她現在的姿態,跟以往高貴雍容的氣質,有點不搭。
“當然!”寒黎對她是真不客氣,連眉頭都是一皺,“莫非讓大家等上你百八十年?”
這話不算夸張,對面這個存在,可是五真尊一起出手,才堪堪留下的,實力不可能差。
宋真尊沒生氣,反而扭扭捏捏地表示,“那大家……包涵一下,最好穩固一下神魂。”
“我可就……”寒黎也被搞得有點無語,“快點吧,都受得了!”
他的話音剛落,一股奇異的音律,驀地散放了開來,直擊人的靈魂。
關鍵是這音律……委實是難以形容,有些陰郁,有些哀傷,又有些刺耳,還有些聒噪。
哪怕是“刺耳”的感覺,都直擊五位真尊的神魂,讓人忍不住想抓耳撓腮。
簡單一句話:哪怕是拿個鐵勺刮破碗,都沒它帶給人的不適感強!
而偏偏的,這還是一首樂曲,自成韻律!
與此同時,宋玥兒的體內,冒出大片的白霧,罩向了前方的石塊。
雖然大家都知道,這就是溫潤之火的一種形態,但是誰都有點不堪忍受。
金戈更是呲牙咧嘴地表示,“我是第一次,對音修生出了殺意……這特么是啥!”
術尊學富五車,活著的百科全書,雖然不是音修,但是在音樂上的造詣相當高。
大護法直接收起了蝴蝶,以免寶物受損,“這是啥曲子?”
“曲名《焚琴》,”宋玥兒藏在白霧中,倒是看不到表情,“是寒黎說的,要快!”
英挺少年狠狠地點了兩下頭,“這不是一般的焚琴,意境……頗高!”
曲澗磊的臉上沒什么表情,不過他的腦中,大頭蝴蝶在狂轉不已。
“火法……火法還可以跟神通結合,老大,你要走的路還很……算了,別走這條路!”
在宋真尊令人發指的火法攻擊下,兩天之后,石塊的表面終于剝落。
里面的器物露出了真容——是一顆直徑一公里左右的大號毛栗子。
不過尖刺線團一般。
只不過普通的線團,線是均勻的,這根須卻不均勻,有粗有細還有分叉和根瘤……
總之,是個很丑陋的東西,看得讓人有些不適——當然,不適感遠遠遜色于焚琴。
“長成這樣的靈寶……”天立真尊看得有點呲牙,“拿出去有點磕磣吧?”
不管是先天還是后天靈寶,并不刻意追求美觀,功效和威力才是最重要的。
但是靈寶也有自身的牌面,長成這樣的靈寶……估計器靈連自殺的心都有了!
金戈無語地抬頭看上方,“今天我的審美觀,遭到了毀滅性的打擊。
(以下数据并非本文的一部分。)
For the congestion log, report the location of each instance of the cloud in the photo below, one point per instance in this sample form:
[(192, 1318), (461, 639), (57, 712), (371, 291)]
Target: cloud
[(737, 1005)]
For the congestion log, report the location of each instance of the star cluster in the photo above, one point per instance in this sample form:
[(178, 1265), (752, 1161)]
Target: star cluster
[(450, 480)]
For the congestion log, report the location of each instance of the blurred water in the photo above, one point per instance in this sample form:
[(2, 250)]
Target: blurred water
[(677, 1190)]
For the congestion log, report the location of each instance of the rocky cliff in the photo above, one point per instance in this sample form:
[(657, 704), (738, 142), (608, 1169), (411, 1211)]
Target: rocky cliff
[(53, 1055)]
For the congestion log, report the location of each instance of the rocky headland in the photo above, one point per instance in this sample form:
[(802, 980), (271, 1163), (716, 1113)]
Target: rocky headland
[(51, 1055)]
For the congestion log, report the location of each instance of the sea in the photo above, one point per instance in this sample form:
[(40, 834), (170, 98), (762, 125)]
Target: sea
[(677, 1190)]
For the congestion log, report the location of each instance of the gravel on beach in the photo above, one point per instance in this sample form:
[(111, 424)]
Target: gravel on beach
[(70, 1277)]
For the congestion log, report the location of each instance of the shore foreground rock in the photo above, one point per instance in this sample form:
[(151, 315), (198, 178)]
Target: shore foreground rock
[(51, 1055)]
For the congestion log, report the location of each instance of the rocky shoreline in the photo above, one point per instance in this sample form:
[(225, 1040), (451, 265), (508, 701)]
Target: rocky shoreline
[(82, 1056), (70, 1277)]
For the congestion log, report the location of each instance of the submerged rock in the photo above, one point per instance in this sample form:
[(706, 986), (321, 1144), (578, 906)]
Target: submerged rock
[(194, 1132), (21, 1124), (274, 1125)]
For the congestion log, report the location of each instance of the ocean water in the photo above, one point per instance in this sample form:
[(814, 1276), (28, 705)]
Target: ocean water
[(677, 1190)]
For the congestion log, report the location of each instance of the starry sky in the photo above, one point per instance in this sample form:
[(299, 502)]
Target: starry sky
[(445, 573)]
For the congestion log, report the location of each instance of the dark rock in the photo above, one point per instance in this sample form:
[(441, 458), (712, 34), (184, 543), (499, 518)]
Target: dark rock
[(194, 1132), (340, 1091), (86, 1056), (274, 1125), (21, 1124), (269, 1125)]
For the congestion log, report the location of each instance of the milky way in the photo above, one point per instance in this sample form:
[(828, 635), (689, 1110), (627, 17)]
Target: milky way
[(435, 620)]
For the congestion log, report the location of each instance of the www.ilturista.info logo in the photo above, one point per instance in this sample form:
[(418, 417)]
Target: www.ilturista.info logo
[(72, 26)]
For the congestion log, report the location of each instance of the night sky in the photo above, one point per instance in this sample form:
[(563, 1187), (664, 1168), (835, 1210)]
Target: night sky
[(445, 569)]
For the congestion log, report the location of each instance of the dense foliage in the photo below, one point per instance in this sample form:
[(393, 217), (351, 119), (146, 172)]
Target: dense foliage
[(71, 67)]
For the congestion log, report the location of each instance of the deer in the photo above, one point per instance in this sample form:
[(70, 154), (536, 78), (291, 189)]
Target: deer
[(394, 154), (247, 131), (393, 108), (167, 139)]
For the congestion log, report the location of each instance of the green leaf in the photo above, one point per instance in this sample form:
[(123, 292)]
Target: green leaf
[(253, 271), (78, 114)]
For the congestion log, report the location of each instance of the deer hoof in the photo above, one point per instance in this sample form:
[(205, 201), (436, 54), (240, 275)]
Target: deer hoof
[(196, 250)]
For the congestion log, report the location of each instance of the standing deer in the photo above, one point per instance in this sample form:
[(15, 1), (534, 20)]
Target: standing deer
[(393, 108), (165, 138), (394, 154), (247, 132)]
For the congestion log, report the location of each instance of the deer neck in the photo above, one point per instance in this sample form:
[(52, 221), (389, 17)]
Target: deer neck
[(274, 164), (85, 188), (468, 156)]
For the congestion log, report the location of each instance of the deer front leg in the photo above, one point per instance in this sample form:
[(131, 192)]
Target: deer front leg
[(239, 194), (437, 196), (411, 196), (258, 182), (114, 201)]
”
寒黎沒理會他倆,而是看向了曲澗磊,“這家伙的意識……藏起來了。”
這個毛栗子……曲澗磊聞言微微頷首,“本體也是一件寶物。”
他對丑陋的容忍度,應該是現場眾人中最高的,再丑,能比過垃圾堆嗎?
“收了它,”寒黎將手中的陣盤祭起,丟向空中。
陣盤在空中迅速變大,直徑達到了十公里左右,然后不再漲大,罩向了那顆毛栗子。